New Data Shows Positive Effects of BLU-285 in Gastrointestinal Tumors

Mathew Shanley

New Phase 1 clinical findings from a study evaluating BLU-285 in patients with advanced gastrointestinal stromal tumors (GIST) supports previous data that demonstrated the drug as exhibiting strong clinical activity and an encouraging safety profile. Blueprint Medicines Corporation is developing the therapy, a potent and highly selective KIT and PDGFRα inhibitor, as a potential treatment for this population.

GISTs are tumors of the bone or connective tissue, and are the most commonly occurring sarcoma of the gastrointestinal (GI) tract. Most arise in the stomach and small intestine, and patients are typically diagnosed between the ages of 50 and 80 years old.

116 patients had been treated with BLU-285 in the dose escalation and expansion portions of the trial as of the data cutoff date of October 11, 2017. The dose escalation portion of the study has since been completed and the maximum tolerated dose (MTD) was determined to be 400 mg once daily. The data exhibited 67% (n=77) of patients with heavily pretreated KIT-driven GIST treated with 300 to 400 mg of BLUE-285 once daily had radiographic tumor reductions, and further, data showed an objective response rate (ORR) of 17% and median progression free survival (PFS) of 11.5 months.

"The updated BLU-285 data show robust clinical activity in a broad population of patients with advanced GIST," said Michael Heinrich, M.D., Professor of Medicine at Oregon Health & Science University and an investigator on the clinical trial in a press release. "In patients with PDGFRα-driven advanced GIST, the data for BLU-285 continue to be remarkable, particularly considering these patients have no effective treatment options. Importantly, I'm also very encouraged to see radiographic tumor reductions in two-thirds of patients with heavily pretreated GIST across all common KIT genotypes, as well as prolonged progression free survival in this population. Overall, these clinical results confirm recently published preclinical data showing activity across a spectrum of disease-relevant mutations and support clinical development of BLU-285 in a broad patient population."

An estimated 80% of GIST patients have KIT-drive GIST, and most patients are diagnosed after GI bleeding is discovered, or via an incidental finding during surgery.
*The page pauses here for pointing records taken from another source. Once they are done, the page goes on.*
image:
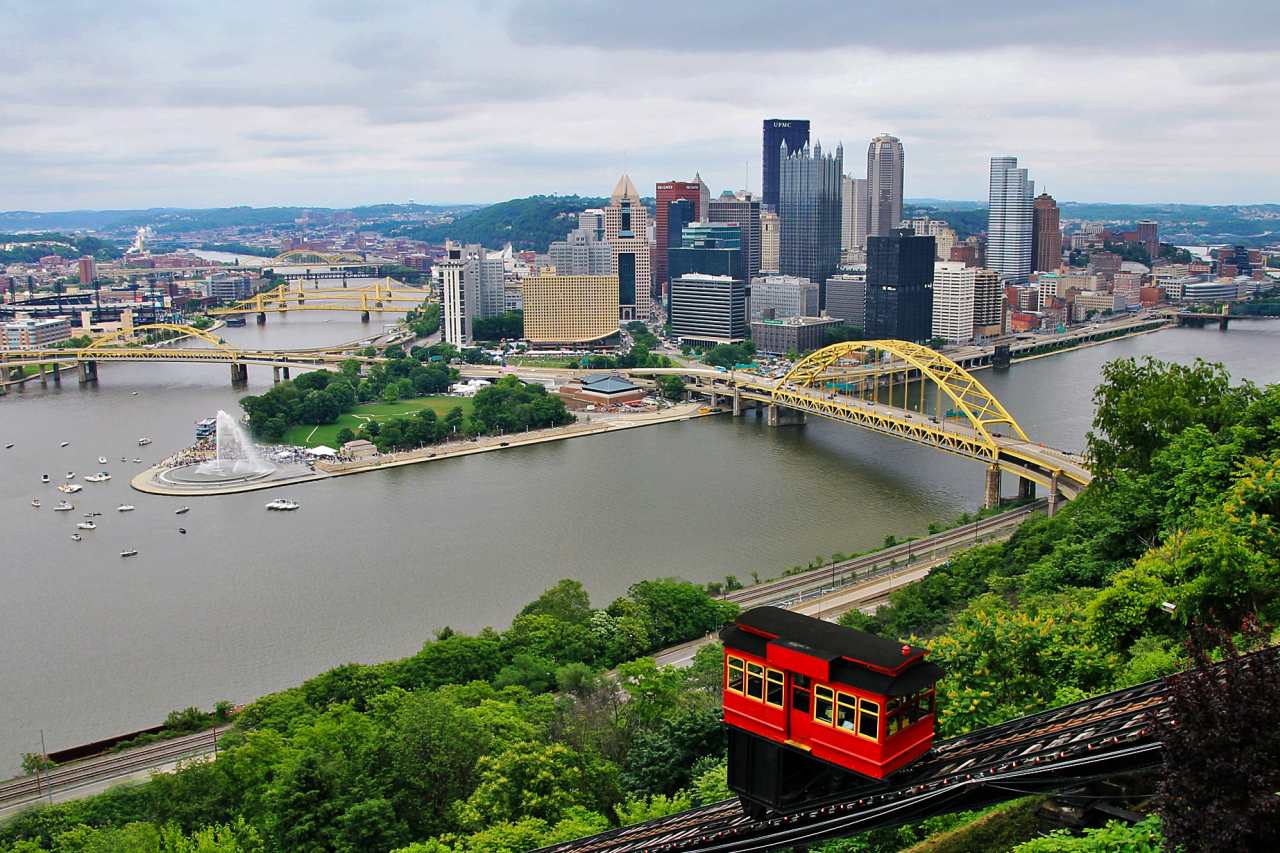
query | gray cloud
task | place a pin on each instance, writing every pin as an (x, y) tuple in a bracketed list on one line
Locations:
[(944, 26)]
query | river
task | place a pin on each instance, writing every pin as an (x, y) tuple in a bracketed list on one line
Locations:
[(250, 601)]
Sometimes, though, GIST can be found after the rupture of a tumor or GI obstruction.

Blueprint intends to present the data today in an oral presentation at the Connective Tissue Oncology Society 2017 Annual Meeting in Maui, Hawaii. The company is on track to begin enrolling patients in a global, randomized Phase 3 clinical trial of BLU-285 in third-line GIST in the first half of 2018.
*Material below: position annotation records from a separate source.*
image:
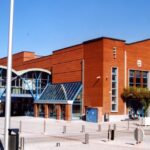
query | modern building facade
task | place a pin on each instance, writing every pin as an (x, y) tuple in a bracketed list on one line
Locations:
[(71, 80)]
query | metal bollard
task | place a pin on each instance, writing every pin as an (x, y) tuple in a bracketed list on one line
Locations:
[(109, 134), (44, 129), (115, 127), (20, 126), (64, 129), (138, 135), (57, 144), (112, 134), (99, 128), (22, 143), (109, 126), (86, 138), (83, 128)]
"We are grateful to the patients, families and investigators who have contributed to the Phase 1 clinical trial to date, and we are committed to advancing the clinical development of BLU-285 quickly and responsibly," said Andy Boral, M.D., Chief Medical Officer of Blueprint Medicines. "We continue to plan for expedited development of BLU-285 in patients with PDGFRα D842V-driven GIST, and we look forward to working with the FDA under the Breakthrough Therapy Designation program to determine the fastest path forward for BLU-285 in this population. In addition, the objective responses and prolonged progression free survival we are seeing in patients with heavily pretreated KIT-driven GIST give us increased confidence in our approach to expand development of BLU-285 in third- and second-line treatment. Overall, we believe our data-driven clinical development strategy will enable productive interactions with global regulatory authorities over the course of 2018."